To tell you the truth, people in The Rockaways do not want to be fed into the highly congested Queens Blvd line, as a new line is needed to relieve pressure on the Queens Blvd and Flushing lines in Queens. Ironically the Queens Blvd corridor between Roosevelt Avenue and Grand Avenue is only serviced by the Q60 bus, which cannot carry the passenger loads that the Subway can carry, and if a new Subway line was built this way, you would see new free transfers at Woodhaven Blvd from the Rockaway Beach Rail Line to the Queens Blvd Line as well as at 33rd, 39th and 46th Street to the Flushing Line.

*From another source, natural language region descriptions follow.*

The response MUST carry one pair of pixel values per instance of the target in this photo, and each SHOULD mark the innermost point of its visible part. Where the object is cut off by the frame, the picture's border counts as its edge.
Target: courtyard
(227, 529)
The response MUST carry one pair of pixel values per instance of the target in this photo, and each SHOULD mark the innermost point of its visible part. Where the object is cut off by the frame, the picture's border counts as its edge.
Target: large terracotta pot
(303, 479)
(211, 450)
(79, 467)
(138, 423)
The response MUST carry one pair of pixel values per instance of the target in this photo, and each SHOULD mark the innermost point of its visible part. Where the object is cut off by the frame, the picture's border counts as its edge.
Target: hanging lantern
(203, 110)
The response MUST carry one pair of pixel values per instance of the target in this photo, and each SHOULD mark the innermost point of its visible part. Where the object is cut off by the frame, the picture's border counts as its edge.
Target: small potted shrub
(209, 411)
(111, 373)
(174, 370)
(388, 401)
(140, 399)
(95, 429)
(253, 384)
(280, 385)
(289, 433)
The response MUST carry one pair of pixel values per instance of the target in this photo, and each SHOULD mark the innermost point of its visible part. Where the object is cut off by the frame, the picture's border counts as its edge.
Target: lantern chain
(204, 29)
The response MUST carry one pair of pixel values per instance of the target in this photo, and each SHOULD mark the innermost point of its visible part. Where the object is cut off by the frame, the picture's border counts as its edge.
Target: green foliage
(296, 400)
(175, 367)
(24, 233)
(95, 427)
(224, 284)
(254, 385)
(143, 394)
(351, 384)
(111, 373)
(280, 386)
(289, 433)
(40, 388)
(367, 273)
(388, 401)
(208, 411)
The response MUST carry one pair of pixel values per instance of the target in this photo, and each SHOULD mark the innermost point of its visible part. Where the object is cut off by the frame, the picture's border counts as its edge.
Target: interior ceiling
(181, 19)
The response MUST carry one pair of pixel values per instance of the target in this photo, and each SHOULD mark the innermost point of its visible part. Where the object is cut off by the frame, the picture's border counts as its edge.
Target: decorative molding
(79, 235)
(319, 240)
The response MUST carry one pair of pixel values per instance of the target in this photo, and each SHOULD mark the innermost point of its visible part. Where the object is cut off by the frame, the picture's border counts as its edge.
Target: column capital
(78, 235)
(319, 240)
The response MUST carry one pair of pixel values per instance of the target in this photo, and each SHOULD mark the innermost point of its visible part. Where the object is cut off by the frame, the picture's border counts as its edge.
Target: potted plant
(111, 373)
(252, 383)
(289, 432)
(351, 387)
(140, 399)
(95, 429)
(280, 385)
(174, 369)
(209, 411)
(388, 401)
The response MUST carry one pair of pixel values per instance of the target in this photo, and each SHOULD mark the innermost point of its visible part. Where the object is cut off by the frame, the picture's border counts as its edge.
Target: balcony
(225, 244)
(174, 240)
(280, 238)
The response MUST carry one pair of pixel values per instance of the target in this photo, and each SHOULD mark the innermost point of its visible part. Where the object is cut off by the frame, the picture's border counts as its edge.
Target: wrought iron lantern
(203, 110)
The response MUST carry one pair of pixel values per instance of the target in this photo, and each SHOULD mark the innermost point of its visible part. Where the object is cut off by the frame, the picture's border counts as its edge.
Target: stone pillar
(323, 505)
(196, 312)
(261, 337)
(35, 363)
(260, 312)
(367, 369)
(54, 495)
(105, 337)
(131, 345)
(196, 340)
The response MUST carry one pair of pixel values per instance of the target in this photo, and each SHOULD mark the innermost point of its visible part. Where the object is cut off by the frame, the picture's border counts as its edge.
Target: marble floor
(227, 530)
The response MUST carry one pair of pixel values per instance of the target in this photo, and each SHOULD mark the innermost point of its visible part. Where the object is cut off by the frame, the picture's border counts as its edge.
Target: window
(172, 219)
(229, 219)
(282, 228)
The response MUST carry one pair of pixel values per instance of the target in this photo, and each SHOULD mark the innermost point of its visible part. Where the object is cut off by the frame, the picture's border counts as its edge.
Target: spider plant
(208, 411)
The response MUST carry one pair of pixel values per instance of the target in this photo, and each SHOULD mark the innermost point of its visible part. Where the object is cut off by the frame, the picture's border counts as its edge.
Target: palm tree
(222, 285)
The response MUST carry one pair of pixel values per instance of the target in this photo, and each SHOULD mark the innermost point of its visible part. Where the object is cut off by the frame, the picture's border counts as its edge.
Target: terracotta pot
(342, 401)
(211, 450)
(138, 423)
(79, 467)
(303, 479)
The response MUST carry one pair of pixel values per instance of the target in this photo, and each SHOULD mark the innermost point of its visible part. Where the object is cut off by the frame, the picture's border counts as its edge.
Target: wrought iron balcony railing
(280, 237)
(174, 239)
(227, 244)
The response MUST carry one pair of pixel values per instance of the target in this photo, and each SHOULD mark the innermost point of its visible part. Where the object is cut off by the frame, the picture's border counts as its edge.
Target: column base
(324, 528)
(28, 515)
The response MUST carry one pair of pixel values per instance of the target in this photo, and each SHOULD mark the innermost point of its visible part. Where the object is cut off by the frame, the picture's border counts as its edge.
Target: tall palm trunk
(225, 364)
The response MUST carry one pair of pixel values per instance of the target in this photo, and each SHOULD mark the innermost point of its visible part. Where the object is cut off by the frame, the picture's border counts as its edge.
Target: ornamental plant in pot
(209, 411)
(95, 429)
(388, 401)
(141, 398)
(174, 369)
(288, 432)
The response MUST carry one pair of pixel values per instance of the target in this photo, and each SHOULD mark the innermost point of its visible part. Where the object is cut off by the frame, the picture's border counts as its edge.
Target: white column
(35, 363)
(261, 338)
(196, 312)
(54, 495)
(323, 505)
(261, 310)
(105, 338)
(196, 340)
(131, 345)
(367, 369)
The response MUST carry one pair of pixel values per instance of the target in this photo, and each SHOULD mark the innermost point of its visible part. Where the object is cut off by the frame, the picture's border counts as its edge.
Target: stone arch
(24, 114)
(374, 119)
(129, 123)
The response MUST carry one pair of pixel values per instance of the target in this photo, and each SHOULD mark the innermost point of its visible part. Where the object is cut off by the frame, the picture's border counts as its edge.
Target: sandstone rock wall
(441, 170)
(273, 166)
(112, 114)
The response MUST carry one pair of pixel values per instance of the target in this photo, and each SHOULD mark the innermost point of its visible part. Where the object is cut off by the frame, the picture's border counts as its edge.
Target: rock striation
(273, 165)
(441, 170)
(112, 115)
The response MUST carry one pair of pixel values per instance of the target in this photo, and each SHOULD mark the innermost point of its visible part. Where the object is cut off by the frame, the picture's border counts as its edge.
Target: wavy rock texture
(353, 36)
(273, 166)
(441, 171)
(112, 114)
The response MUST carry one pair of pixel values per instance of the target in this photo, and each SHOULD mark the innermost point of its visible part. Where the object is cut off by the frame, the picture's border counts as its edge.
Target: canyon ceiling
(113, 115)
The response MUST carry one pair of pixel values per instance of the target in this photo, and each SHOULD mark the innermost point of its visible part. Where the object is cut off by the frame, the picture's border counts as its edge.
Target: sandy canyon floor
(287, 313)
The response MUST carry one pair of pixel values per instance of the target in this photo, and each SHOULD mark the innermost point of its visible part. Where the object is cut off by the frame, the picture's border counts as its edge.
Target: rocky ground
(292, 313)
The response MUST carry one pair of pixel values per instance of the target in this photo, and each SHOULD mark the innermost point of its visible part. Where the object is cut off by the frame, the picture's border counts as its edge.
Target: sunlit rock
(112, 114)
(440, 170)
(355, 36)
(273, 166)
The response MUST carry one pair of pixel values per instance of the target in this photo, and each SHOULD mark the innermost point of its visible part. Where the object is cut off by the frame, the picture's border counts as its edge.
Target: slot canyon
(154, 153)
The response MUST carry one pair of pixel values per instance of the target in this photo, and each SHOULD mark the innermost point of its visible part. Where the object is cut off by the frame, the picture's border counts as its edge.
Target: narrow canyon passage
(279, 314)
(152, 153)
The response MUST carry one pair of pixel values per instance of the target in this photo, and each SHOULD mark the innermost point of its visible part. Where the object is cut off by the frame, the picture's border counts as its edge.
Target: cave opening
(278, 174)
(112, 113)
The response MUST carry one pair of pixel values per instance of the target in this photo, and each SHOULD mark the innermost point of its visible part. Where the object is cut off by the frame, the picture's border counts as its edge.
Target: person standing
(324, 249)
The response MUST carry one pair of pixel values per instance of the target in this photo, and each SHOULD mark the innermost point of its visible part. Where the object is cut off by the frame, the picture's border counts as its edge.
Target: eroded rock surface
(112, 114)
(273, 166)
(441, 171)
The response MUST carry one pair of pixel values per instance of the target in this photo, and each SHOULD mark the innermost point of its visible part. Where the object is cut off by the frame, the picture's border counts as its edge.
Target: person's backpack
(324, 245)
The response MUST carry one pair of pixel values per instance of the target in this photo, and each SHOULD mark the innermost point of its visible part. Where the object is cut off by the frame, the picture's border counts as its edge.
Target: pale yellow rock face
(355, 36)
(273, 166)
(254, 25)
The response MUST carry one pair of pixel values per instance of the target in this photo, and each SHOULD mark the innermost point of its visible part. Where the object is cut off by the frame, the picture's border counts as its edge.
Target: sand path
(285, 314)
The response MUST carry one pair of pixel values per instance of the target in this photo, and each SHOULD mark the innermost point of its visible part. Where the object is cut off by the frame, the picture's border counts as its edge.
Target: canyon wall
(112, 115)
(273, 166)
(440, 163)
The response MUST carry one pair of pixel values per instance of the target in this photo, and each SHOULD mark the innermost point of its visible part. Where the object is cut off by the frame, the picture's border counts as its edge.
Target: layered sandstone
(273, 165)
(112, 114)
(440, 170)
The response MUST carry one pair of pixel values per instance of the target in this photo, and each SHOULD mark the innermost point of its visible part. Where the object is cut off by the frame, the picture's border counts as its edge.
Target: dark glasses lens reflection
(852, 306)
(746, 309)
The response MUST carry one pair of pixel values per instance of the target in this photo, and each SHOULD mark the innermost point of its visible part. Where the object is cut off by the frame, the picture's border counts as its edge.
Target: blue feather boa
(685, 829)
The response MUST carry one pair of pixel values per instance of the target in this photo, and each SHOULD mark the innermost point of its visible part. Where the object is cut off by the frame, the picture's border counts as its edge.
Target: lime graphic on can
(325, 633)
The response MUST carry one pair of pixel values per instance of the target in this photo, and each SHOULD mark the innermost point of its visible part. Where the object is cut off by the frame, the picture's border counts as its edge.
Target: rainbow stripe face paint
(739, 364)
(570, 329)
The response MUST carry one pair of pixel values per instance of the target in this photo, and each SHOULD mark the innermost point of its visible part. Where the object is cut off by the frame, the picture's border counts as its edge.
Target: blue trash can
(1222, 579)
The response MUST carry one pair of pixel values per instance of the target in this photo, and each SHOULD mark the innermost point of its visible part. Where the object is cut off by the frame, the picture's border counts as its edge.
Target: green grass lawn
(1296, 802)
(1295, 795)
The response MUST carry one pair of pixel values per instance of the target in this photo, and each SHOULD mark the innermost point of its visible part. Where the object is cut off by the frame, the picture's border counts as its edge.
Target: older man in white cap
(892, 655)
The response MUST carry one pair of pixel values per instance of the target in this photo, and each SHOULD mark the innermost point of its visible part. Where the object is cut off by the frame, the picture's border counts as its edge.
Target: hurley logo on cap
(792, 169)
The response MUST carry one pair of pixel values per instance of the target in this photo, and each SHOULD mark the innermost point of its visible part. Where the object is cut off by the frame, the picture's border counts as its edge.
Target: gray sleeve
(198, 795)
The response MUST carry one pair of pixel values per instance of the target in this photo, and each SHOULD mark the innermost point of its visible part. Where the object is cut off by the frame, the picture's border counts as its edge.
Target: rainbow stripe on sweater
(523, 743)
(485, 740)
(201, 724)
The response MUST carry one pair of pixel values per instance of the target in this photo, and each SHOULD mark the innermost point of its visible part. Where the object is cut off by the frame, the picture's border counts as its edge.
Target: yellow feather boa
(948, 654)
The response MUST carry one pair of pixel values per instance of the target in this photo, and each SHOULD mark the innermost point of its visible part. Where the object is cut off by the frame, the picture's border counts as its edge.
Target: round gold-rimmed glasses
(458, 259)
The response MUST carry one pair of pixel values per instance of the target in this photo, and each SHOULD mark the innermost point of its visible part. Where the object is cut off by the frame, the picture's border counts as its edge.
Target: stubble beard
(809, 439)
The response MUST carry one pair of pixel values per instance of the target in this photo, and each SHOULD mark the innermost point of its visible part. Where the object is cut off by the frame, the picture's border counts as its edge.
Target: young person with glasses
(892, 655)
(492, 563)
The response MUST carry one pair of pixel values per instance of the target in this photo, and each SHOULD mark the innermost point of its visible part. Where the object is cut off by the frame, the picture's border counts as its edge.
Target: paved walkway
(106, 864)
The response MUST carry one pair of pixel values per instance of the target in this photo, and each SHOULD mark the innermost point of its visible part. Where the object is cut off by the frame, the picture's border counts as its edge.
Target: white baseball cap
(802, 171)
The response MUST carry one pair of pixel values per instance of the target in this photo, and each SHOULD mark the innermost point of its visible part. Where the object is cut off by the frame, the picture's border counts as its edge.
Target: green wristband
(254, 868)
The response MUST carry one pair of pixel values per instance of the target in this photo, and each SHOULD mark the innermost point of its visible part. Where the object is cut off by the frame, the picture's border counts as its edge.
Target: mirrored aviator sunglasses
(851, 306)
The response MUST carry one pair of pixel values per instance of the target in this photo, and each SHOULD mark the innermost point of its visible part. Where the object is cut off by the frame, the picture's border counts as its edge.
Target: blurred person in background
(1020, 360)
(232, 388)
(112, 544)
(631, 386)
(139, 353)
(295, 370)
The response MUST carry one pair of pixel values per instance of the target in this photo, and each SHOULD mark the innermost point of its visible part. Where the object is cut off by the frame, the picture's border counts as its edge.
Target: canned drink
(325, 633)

What needs to be done is have a line feed into Triboro RX as a line to The Bronx (probably terminating at Yankee Stadium), and a line via Junction Blvd, and College Point to The Bronx (terminating at Fordham Plaza), so that the most use of the rail line can be made with the (A) train South of Liberty Avenue and 3 new lines.
May 5, 2017, 8:39 pm
MDC from Woodhaven says:
I live directly adjacent to the Rockaway Beach Line, and I am all in favor of its rebuilding and reactivation! Don't let anyone tell you everyone in Queens is a NIMBY. I'd be very happy to have a new transit option.
Dec. 3, 2017, 3:59 pm
Steve from Howard Beach says:
I attended John Adams H.S. for four years. The A train is a block away. It never affected classroom studies in the least. I had a classmate who lived on Hawtree Street in Ozone Park. A train ran directly behind his house, and today I live in Howard Beach, directly under a busy flight path to JFK. In neither case did a train or plane have any effect on quality of life. After fifteen minutes one gets used to it. So all the naysayers, doubters and politicians like Karen Koslowitz can stop worrying and fearing. it won't shake, rattle and role one's home, furniture or dishes.